Identifying emerging claims
When using Emergent to track and debunk online rumors, one of the biggest challenges I faced was identifying new rumors early in their existence. It’s hard to keep up with the spread of misinformation. It’s really hard to identify rumors and soon-to-be-viral claims when they are in their infancy.
So I can imagine, for example, pointing ClaimBuster at a hashtag for a hurricane and watching as it extracts tweets that contain claims about the storm.
That could be a powerful way to track new rumors. Layer in the ability to sort the claims by keyword (“flood,” “dead,” “riot” etc.) and by the number of retweets and/or impressions over a timeframe and you have a rumor detection tool.
But as with the Holy Grail of an automated fact checking system, there are significant hurdles to getting us there. One of them is a familiar question of whether there is a big enough market for the ClaimBuster team to continue to pursue fact checking (or verification) as their product strategy.
The market for claim identification
As of today, ClaimBuster is a research project. Hassan and colleagues are spending the next seven weeks talking to newsrooms and others to see if and how it could be commercialized, and what the best market could be.
“We’re trying to find a customer segment where they have the need [for the product],” Hassan told me this week.
My honest feedback for him was that journalists and newsrooms are probably not that customer segment.
Even though fact checking is growing, it’s still not present in most newsrooms. Would a newsroom leader pay for a tool to pull out claims for them to check? My feeling is no. All that does it give them a list of claims that they have to find a journalist to check. It’s still very labor intensive — and there needs to be a strong argument as to why an editor would assign someone to go check claims as opposed to doing something else.
Would newsrooms pay for a tool that could analyze social media and identify new and possibly soon-to-be-viral claims? As a standalone product, I don’t see newsrooms paying for that. It strikes me as more of a feature within a product such as NewsWhip’s Spike, which is already helping newsrooms and others identify trending content.
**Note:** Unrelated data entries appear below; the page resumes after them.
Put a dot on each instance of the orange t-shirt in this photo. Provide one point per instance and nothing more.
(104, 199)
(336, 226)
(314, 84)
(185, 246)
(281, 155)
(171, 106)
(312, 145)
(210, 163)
The real opportunity, as is often the case, is to move away from thinking about newsrooms as customers and instead focus on brands. The social media team at McDonald’s might like to know that a claim about, say, where they source their beef is picking up traction online.
If you also used ClaimBuster to scan a database such as Nexis for new claims appearing in news articles, you could also have a powerful claim/rumor tracker for brands. PR firms would love to be able to see all the claims being made about their clients.
The same is true for political operations: tell them which claims about their candidate are out there, and show which ones are gaining traction. Or let them track the same information about an opponent. (The end result, of course, might be that candidate X would tempt to amplify and pour gasoline on an emerging false rumor about Candidate Y, even if it’s not true.)
This is a familiar scenario in that there are often products and new technologies that could help journalists, but newsrooms can be tough or unworkable as a primary market. The exception is if you have a product that can demonstrably help the organization earn revenue, grow traffic or cut costs. I don’t think fact-checking has a clear case in any of those areas right now.
But if a corporate market can be found and developed, newsrooms can become an attractive secondary sale. This is already the case for products such as Dataminr.
The point is that the best path for developing and commercializing fact checking technology is likely to first ensure it can be applied outside of the newsroom.
Our “Holy Grail” is only going to be found if other industries help fund the quest.